La première formulation, c’est le fameux article 64 du code pénal : « Il n’y a ni crime, ni délit, lorsque le prévenu était en état de démence au temps de l’action ». Vous verrez que la philosophie de ce texte très général a été sauvegardée avec le nouveau code pénal. Ce « il n’y a ni crime, ni délit », a beaucoup fait gloser les psychiatres. Ce « il n’y a ni crime, ni délit », ça ne voulait pas dire qu’il y avait négation de l’acte, ça voulait dire que l’infraction n’était pas constituée en termes juridiques. Pour qu’une infraction soit constituée en droit, il faut qu’il y ait un élément matériel et un élément moral.
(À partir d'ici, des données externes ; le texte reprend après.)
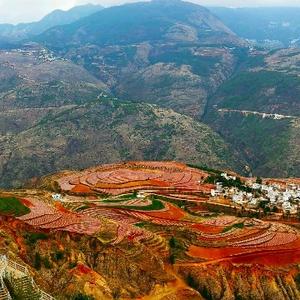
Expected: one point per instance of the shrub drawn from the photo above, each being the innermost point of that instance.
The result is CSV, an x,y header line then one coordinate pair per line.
x,y
37,261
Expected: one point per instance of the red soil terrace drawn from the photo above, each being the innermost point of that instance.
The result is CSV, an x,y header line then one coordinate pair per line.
x,y
117,179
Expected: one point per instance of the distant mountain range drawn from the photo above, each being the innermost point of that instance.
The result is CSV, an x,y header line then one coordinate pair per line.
x,y
150,80
273,27
22,31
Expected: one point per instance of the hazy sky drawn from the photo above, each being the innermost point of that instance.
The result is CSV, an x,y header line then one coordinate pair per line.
x,y
15,11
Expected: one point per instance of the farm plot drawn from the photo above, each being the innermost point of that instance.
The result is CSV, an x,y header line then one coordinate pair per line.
x,y
46,217
117,179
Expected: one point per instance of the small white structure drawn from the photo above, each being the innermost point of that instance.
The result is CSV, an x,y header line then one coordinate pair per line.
x,y
57,197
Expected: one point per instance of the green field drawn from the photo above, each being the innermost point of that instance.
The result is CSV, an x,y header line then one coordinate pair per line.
x,y
13,207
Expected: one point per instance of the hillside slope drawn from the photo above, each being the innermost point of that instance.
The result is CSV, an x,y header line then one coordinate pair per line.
x,y
257,111
58,17
171,53
109,131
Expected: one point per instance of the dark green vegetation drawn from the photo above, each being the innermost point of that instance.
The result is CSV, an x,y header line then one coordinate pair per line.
x,y
238,226
60,141
32,237
156,205
264,91
228,182
268,144
278,24
13,207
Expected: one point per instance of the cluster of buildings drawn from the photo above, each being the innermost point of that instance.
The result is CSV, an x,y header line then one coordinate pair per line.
x,y
280,198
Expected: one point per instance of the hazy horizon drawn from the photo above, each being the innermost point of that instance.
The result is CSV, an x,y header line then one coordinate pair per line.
x,y
24,11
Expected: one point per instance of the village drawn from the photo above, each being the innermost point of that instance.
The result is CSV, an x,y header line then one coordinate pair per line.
x,y
271,197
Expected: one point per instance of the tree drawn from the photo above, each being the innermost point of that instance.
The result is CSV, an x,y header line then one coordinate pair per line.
x,y
37,261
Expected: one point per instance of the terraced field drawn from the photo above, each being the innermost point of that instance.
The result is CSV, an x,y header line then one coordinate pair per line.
x,y
150,209
118,179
L’élément matériel c’est telle personne, par exemple a tué telle personne, à tel endroit, avec telle complicité, tel jour, c’est l’élément matériel. Et l’élément moral c’est l’intentionnalité. Y avait-il un sujet de l’acte, comme on dit maintenant, ou le sujet était-il totalement irresponsable, et à ce moment là il n’y a pas d’élément moral constitutif de l’infraction. Donc « Il n’y a ni crime, ni délit », cela voulait dire il n’y a ni crime, ni délit constitué en droit. Ça ne voulait pas dire ça n’a pas eu lieu. « lorsque le prévenu était en état de démence », l’état de démence ça n’était pas du tout, dans le langage du début du 19ème siècle, la démence d’aujourd’hui, qui est l’affaiblissement intellectuel, sénile, la personne âgée qui perd la tête, qui perd la mémoire, qui est désorientée, qui perd son jugement, etc. L’état de démence au début du 19ème siècle, ça voulait dire tout simplement « aliénation ». Donc c’est un terme très générique, ça veut dire que le législateur a laissé aux aliénistes, et plus tard aux psychiatres, le soin de dire ce qu’ils entendaient par « démence ».

 

« au temps de l’action », ça veut dire que l’expert va se reporter au temps où les faits ont été commis, et donc c’est toujours un diagnostic rétrospectif. Évidemment il est rare que l’expert soit présent sur la scène du crime, comme vous pouvez imaginer, mais il doit, à partir du récit du sujet, des éléments de l’enquête, des différentes auditions, reconstruire l’état psychique du sujet au moment des faits. Donc dans toute expertise, il y a plusieurs niveaux, expertise pénale d’abord, un diagnostic actuel : la personne qui est en face de moi présente tel ou tel trouble, un diagnostic rétrospectif : au moment des faits son état mental était le suivant, et une interprétation médico-légale qui est : l’état mental au moment des faits, rend-il compte de l’acte qui a été commis ?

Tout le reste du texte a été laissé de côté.